Depuis six mois qu’il vit dans cet appartement, il ne se lasse pas de savourer ses tartines dans la petite véranda qui jouxte le salon. Elle est plutôt fraîche le matin, mais inondée de lumière. Et puis surtout, on peut contempler en dessous le parc, d’autant plus agréable que personne ne semble se souvenir de son existence, et qu’il reste invariablement désert à cette heure-ci. Recouvert du vieux pull qu’il porte systématiquement chez lui, troué et affreux mais au contact agréable, il écoute d’une oreille distraite les publicités, à la radio, puis la voix d’un humoriste. En parallèle, il parcourt son téléphone à la recherche d’autres nouvelles, puis pour regarder ses mails. Et comme presque tous les jours, il finit par constater que même s’il aime petit-déjeuner dans la véranda, il ne prend jamais véritablement le temps de profiter du paysage qu’elle offre. Et pourquoi pas commencer à mettre en œuvre le projet mille fois repoussé de traverser ce moment de la journée sans aucune invasion sonore ni téléphone entre les mains ? Demain, peut-être, il finira par s’imposer le silence et l’absence de toute sollicitation autre que végétale… Mais en lui déjà se répète à nouveau la même phrase lancinante : « Il est décidément bien difficile de sortir des habitudes. »
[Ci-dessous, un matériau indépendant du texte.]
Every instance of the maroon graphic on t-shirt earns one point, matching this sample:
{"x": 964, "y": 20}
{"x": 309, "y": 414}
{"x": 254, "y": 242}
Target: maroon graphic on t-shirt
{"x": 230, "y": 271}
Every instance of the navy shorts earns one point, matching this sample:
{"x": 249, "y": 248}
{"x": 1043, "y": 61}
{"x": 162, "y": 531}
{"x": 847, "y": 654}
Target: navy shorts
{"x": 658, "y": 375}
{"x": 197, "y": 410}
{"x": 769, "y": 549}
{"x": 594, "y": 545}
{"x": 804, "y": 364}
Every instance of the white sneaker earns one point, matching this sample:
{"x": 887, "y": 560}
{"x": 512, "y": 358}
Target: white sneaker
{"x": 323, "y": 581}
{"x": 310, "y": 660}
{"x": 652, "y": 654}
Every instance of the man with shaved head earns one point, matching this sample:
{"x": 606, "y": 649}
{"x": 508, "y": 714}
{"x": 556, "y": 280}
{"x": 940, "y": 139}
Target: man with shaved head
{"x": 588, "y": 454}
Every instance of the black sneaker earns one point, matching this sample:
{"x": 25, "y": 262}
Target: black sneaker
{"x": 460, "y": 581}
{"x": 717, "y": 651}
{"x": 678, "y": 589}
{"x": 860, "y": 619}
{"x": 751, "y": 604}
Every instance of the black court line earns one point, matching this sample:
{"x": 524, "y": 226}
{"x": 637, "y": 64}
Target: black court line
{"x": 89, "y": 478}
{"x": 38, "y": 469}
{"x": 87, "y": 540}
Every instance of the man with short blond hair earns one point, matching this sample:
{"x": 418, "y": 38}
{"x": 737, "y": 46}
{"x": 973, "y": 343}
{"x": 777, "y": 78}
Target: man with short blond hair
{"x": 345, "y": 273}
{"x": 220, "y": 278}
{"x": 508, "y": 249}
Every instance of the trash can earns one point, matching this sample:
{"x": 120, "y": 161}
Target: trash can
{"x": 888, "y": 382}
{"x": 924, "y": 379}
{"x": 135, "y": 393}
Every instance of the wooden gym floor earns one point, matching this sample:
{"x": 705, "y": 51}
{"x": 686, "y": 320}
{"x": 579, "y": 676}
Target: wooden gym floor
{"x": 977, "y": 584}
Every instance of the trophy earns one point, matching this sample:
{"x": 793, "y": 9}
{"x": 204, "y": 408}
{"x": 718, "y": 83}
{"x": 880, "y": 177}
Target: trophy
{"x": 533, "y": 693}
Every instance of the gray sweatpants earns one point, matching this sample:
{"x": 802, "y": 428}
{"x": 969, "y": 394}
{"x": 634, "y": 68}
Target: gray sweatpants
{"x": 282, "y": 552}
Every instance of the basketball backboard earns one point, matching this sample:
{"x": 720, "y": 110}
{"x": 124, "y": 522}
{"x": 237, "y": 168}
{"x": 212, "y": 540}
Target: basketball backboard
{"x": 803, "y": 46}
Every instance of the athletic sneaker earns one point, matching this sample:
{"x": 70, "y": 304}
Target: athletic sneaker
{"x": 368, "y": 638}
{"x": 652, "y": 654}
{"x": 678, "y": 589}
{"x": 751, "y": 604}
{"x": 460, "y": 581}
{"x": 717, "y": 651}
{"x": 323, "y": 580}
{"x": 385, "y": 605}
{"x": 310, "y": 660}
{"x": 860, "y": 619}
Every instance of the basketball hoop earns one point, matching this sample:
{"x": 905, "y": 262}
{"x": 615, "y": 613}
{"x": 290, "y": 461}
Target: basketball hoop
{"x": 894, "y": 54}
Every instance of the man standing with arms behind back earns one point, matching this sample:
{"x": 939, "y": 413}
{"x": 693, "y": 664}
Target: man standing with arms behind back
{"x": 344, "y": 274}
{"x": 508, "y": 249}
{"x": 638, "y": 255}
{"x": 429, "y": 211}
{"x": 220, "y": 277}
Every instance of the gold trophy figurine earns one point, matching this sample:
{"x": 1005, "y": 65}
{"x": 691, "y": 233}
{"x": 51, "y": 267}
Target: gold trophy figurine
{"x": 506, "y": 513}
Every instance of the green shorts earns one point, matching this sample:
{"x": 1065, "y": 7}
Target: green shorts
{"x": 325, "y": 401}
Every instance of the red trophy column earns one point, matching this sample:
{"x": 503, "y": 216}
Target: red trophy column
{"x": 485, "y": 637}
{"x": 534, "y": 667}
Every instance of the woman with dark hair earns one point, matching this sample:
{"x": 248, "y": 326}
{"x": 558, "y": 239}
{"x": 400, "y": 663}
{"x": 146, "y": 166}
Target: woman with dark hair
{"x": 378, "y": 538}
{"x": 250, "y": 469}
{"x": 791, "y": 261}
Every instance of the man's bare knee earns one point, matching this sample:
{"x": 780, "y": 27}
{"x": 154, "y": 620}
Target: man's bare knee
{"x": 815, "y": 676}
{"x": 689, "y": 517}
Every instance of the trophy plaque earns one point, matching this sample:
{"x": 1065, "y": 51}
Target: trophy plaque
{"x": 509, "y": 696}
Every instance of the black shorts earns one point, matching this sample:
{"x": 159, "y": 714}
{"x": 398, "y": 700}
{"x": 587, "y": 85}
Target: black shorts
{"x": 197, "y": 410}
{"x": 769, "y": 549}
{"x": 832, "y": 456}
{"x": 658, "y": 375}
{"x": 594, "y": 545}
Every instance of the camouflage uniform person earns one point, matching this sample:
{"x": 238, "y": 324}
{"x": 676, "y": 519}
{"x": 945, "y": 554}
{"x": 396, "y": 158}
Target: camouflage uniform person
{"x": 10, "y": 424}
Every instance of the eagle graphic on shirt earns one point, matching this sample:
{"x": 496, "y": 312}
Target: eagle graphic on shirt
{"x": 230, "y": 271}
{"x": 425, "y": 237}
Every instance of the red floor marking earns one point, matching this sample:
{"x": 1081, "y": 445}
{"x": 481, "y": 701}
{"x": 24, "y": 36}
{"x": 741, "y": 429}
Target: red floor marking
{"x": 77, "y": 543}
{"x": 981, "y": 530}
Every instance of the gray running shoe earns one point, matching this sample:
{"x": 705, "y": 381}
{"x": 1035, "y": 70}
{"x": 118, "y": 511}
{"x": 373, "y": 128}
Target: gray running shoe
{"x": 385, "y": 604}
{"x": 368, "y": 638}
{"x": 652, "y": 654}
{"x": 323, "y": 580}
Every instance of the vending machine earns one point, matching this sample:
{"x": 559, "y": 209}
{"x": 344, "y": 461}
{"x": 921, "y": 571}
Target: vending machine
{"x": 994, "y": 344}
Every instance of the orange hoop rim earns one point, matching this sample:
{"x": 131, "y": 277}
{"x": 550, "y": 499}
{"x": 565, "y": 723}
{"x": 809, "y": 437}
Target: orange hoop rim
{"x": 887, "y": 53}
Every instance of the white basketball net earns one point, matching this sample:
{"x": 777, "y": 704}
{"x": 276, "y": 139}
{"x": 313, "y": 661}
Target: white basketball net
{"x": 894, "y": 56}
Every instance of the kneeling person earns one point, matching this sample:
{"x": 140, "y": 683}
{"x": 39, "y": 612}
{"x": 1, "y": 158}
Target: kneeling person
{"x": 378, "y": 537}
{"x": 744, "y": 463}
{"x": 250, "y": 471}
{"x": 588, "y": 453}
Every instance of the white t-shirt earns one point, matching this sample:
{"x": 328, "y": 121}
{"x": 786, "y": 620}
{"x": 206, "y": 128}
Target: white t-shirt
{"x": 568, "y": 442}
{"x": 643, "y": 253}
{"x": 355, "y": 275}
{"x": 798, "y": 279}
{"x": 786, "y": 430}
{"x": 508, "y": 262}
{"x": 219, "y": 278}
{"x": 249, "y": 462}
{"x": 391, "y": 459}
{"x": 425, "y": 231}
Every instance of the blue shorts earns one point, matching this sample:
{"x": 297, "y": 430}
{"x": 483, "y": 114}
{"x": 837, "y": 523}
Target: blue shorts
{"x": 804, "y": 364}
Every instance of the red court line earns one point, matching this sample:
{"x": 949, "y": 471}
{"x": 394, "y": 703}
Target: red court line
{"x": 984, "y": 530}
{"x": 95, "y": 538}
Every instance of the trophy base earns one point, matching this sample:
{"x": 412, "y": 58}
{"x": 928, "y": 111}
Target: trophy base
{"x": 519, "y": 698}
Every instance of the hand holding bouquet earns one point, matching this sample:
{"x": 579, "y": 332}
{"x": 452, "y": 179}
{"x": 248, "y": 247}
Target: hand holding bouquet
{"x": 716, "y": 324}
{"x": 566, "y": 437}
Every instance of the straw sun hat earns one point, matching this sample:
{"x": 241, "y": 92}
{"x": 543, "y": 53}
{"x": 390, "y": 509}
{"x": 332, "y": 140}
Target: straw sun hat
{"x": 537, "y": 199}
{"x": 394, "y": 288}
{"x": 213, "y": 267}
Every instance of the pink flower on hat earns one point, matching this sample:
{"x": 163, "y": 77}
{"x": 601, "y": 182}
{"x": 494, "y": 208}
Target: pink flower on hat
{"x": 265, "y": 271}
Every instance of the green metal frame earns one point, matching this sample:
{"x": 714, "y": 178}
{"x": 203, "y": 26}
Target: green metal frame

Choisir ses vêtements n’a jamais représenté un grand problème pour lui, surtout lorsqu’il s’agit d’aller travailler. Chaque jour, il adopte la même tenue : un jean bleu plutôt large, une chemise à carreaux ample et sortie du pantalon, et des baskets gris ou noirs. Le look idéal, pour lui, est celui qui ne se fait pas remarquer et passe partout. Et puis, l’avantage des étoffes non cintrées et choisies une taille au-dessus est de permettre à son poids de varier sans que personne ne s’en aperçoive. Il est impossible de deviner, en le voyant ainsi, comment est constitué son corps : sportif ou bien trop en chair, aucun muscle ni bedaine ne se laisse appréhender. Du reste, il n’a rien à cacher ni à mettre en valeur : un corps lambda, ni mince ni gros, ni athlétique ni trop délaissé. Au niveau du visage, il ne se préoccupe pas trop non plus : sa barbe de taille moyenne et ses cheveux mi-longs coupés par une raie au milieu occupent beaucoup d’espace et laissent peu de place au regard pour s’exprimer. Là aussi, cela tombe bien, puisqu’en général il ne communique avec les autres que le strict minimum. Son style est donc parfaitement cohérent pour une personne souhaitant plus que tout passer inaperçue.

8H51

L’un des petits plaisirs d’Anthony, depuis qu’il vit à Pau, est de passer en contrebas de l’immeuble dans lequel il vit, pour rejoindre son travail. Il aime marcher lentement, dans le parc, et lever l’air de rien les yeux vers ses fenêtres, en murmurant avec fierté : « Ici, c’est chez moi. » C’est toujours au même lieu, sur le petit chemin, qu’il se fait cette remarque, satisfait comme au premier jour d’être logé par son entreprise dans un endroit si agréable. Et ensuite, invariablement, il surveille l’heure sur son téléphone, puis observe les arbres et le ciel. Comme lors de son réveil, les lieux sont inhabituellement calmes. Les oiseaux, mais aussi les nombreux chats occupant la pelouse en temps normal, sont absents. Il se demande s’il y a une relation de cause à effet entre ces deux événements. Ce serait logique, après tout… Les félins pourraient avoir suivi leurs proies là où elles se sont mystérieusement déplacées.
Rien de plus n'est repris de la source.